Ben Zeki'den önemliyim duruşu
Metin Akpınar... Bir bilgili adam. Sohbetine doyum olmaz. (Bilenler bilir, yeter ki uykuya direnin.) Joker gibi. Getir hastayı teşhis koysun, koy sahneye değme ses sanatçısına taş çıkarsın, istediğin üniversiteye götür ders versin.
Oyunculuğu zaten malum. Ama Zeki Alasya dendi mi sanki “kimyası bozuluyor”. Yani bıraktığı intiba bu. Duyup okuduklarımızdan çıkardığımız...
İlk şaşkınlığı yıllar önce yaşadık. Biz onları “Metin Alasya”, “Zeki Akpınar” olarak bellemişken aslında arkadaş bile olmadıklarını düşündüren bir biçimde ayrıldılar.
Tamam, bütün ortaklıklar sorunludur, dolayısıyla bitişi “muhteşem” olmaz hiçbirinin ama onlarınkinde sanki “bir ezen”le “bir ezilen” vardı. O günlerde duyduklarımın aklımda kalan özeti bu.
Yıllarca küs kaldılar.

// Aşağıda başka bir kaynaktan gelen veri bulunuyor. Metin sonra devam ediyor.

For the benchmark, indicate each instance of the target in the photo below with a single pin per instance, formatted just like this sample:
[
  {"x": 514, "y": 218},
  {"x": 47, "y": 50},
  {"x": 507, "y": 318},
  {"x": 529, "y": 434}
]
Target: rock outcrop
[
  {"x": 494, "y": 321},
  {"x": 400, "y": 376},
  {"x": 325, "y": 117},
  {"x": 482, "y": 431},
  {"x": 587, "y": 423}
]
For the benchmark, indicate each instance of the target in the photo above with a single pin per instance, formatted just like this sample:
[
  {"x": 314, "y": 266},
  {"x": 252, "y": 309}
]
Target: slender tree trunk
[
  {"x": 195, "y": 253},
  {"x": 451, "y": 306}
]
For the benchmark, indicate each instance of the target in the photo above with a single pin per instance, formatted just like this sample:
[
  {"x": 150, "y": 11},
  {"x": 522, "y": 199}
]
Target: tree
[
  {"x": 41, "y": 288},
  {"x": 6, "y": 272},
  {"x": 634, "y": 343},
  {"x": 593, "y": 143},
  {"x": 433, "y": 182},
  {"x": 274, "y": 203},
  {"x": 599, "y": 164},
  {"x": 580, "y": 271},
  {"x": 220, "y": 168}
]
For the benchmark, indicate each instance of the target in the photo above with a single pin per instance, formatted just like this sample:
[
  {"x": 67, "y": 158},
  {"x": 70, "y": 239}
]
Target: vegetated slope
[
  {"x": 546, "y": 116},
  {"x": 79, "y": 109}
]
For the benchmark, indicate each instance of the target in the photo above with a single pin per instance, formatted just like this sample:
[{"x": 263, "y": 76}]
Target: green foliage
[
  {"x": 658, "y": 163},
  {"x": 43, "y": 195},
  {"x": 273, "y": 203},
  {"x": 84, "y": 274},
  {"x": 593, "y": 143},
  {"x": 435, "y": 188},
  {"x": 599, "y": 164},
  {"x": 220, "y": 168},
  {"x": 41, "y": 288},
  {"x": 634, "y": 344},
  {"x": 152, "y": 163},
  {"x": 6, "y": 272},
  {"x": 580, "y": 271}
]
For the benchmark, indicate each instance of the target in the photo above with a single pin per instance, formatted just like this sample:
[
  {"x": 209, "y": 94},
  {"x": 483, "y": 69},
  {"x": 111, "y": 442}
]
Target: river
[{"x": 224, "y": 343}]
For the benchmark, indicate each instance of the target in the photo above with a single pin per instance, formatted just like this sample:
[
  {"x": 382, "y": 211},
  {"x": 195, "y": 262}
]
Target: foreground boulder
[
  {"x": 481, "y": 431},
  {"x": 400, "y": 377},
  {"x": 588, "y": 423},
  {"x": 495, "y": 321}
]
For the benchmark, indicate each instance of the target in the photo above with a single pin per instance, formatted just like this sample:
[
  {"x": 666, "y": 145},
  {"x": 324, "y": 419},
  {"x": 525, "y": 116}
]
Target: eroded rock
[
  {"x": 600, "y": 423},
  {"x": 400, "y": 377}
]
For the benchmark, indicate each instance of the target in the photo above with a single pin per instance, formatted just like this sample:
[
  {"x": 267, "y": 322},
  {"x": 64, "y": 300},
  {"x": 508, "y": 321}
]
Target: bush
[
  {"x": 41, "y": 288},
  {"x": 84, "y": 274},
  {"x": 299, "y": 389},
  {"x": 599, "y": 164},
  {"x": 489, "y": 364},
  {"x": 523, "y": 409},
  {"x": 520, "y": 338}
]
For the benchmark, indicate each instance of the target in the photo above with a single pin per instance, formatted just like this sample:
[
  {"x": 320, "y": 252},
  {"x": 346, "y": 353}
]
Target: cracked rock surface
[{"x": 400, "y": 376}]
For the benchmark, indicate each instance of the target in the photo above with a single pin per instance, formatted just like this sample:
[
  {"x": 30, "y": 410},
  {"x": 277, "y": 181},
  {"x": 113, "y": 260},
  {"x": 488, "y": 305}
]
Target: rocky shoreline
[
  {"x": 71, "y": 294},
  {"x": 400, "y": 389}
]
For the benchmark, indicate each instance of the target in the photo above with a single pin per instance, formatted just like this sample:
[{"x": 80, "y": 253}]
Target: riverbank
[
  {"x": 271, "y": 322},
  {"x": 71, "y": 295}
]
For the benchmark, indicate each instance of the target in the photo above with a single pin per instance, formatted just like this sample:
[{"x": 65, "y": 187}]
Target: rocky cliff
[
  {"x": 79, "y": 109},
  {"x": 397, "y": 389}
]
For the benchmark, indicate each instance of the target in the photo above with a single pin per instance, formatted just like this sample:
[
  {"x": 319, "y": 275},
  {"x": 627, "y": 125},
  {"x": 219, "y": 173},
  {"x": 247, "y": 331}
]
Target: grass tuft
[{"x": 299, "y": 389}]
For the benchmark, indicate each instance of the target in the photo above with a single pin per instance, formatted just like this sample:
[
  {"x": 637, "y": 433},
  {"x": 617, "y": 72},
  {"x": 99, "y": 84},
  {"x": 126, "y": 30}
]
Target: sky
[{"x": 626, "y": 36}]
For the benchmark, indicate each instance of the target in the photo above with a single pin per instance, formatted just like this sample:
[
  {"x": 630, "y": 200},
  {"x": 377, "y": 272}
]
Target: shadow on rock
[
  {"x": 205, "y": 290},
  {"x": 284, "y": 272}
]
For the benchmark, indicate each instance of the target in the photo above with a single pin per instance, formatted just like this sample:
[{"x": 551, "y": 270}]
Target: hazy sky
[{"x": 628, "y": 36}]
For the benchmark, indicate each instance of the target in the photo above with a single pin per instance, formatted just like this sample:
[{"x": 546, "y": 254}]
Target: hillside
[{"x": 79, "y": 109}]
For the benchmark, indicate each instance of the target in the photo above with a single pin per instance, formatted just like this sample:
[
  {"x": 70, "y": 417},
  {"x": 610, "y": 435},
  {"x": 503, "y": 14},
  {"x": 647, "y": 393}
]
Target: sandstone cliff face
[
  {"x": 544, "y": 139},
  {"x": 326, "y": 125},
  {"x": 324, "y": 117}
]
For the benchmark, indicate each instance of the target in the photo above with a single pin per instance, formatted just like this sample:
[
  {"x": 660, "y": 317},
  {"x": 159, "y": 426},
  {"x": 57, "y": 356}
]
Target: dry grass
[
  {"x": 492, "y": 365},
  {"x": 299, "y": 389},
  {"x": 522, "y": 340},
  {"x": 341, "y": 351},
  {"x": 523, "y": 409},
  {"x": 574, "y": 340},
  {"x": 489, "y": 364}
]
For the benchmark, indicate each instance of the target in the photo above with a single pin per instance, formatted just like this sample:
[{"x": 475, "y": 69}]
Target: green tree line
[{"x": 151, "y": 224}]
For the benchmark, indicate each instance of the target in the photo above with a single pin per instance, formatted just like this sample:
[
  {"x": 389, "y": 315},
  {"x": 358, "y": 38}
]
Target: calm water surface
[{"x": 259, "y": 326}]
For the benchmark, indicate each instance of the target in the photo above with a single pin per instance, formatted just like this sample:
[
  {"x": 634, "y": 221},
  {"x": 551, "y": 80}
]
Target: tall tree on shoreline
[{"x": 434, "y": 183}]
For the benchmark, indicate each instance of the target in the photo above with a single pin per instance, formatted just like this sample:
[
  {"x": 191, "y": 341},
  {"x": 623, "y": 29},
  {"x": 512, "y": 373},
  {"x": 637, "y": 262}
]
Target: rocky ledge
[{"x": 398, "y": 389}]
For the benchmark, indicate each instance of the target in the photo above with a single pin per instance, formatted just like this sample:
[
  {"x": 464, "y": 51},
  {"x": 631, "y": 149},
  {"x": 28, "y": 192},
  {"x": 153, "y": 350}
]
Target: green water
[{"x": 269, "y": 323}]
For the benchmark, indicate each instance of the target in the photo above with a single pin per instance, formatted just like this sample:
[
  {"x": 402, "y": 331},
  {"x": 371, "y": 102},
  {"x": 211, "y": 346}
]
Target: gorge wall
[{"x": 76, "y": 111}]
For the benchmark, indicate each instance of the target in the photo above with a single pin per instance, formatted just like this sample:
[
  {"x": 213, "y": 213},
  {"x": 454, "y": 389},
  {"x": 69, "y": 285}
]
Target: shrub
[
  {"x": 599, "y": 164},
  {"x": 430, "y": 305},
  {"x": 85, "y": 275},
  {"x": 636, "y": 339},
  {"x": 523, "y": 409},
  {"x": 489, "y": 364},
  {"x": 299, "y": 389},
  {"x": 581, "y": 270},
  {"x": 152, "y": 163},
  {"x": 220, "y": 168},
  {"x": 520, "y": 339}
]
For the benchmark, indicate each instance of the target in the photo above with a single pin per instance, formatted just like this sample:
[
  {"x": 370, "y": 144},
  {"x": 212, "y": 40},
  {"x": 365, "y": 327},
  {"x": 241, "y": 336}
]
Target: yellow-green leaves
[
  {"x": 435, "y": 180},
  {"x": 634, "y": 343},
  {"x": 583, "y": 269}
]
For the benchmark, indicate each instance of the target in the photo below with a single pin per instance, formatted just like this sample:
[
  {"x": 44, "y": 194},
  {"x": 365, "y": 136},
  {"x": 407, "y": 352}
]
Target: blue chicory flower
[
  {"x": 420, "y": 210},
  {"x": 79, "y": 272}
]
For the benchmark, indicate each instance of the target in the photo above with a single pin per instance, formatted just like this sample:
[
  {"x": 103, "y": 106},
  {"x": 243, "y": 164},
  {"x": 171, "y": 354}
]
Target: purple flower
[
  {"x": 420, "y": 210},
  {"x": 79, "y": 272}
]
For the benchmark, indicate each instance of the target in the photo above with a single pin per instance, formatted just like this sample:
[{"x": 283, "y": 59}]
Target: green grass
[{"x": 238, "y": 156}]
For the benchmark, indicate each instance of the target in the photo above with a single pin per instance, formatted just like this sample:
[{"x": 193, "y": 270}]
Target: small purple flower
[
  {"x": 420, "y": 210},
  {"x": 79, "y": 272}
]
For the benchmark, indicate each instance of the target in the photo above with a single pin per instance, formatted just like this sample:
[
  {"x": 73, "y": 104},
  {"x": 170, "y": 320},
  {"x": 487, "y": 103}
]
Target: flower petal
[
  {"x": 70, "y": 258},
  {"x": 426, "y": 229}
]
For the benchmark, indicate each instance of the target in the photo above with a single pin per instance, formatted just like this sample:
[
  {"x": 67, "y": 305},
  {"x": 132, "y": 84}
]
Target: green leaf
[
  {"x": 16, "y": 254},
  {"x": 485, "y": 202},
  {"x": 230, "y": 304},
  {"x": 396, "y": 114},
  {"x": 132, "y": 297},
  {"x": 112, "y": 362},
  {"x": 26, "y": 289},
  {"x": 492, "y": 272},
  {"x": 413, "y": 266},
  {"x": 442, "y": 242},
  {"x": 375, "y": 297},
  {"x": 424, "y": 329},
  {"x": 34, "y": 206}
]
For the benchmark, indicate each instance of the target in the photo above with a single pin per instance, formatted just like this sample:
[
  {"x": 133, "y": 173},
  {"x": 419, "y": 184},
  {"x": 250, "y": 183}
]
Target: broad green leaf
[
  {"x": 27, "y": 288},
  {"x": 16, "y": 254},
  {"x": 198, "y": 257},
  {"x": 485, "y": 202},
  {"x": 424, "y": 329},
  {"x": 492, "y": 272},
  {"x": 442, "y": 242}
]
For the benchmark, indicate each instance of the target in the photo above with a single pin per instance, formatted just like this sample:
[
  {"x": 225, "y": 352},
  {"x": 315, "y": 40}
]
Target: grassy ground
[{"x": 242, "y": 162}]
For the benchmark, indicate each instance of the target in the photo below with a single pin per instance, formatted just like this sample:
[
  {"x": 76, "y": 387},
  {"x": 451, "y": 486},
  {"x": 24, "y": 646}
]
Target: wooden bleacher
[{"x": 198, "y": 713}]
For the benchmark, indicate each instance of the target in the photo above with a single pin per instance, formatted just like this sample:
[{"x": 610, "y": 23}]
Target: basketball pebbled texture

Zeki Alasya bütün söyleşilerde “kırgın”dı.
Sonra, geçenlerde tekrar bir araya geleceklerini duyduk. Nerede, ne zaman, tutar mı tutmaz mı derken İzzet Çapa‘dan öğrendik ki iş “suya düşmüş”. Nedeni, Metin Akpınar‘ın “Zeki ne alırsa 300 bin lira fazlasını isterim” demesiymiş.
Olayların içyüzünü bilemeyiz. Ne eskiden olanları, ne şimdikini. Bize yansıyanların altında ne yattığını...
Ama baktığımız yerden görünen şu: Metin Akpınar‘da “Ben Zeki’den önemliyim” duruşu var. Ezelden beri. “Bu duruş onun bütün meziyetlerine gölge düşürüyor.” Onu seven biri olarak benden söylemesi.
Hedef en küçük ödül
Geçen gün bilgi yarışmalarında basit sorulara cevap veremeyenler üstüne yazarken kişisel olarak bilgiye ilgisizliğin, eğitim sisteminin falan yanında pek konuşulmayan bir gerçeğin daha var olduğundan söz etmiştim.
“Az bir para için komik duruma düşmeye razı olmak.”
Her yarışmacının “en yüksek ödülü hedefleyerek” oraya geldiğini düşünüyoruz. En azından ben böyle düşünüyorum. Dolayısıyla “bilgisine çok güvendiğini”... Hal böyle olunca ikinci soruda “çuvallaması” büyük hayal kırıklığı yaratıyor bende.
Ama galiba yanılıyorum.
Doğrusu; çoğu yarışmacının hedefinin 1000 lira olması. “1000 lirayı alıp gitmek üzere oturuyor o koltuğa.” Onun için sonuca bizim kadar üzülmüyor.
“E, ne var bunda, 1000 lira az para mı?” diyeceksiniz. Değil elbet. Özellikle öğrenciler için. Ancak malum son örnek nedeniyle bütün yarışmacıların “öğrenci” olduğu algısı oluştu ama “1000 lira için dile düşmeyi göze alanlar”ın çoğu “meslek sahibi, yaşını başını almış” insanlar. Peki ülke gerçekleri açısından buna da üzülmek gerekmez mi?
Daha az paralar için daha büyük “küçük düşmeler”i göze alanlar var, senin dünyadan haberin yok diyebilirsiniz. Bakın, “dünyadan ha be ri ol ma ma k” bu devirde pek de fena bir şey değil. Bir sürü anormallik insanın gözünde normalleşmemiş oluyor böylece.
MIŞ/MUŞ
Dayak yediği sırada kocasının elini ısıran kadına 9 yıl ceza istenmiş.
Bu da “Kadına şiddete devam” kampanyası!
Toplu taşıma araçlarında en çok cep telefonu unutuluyormuş.
Katiyen inanmam, kim elinden bırakır ki!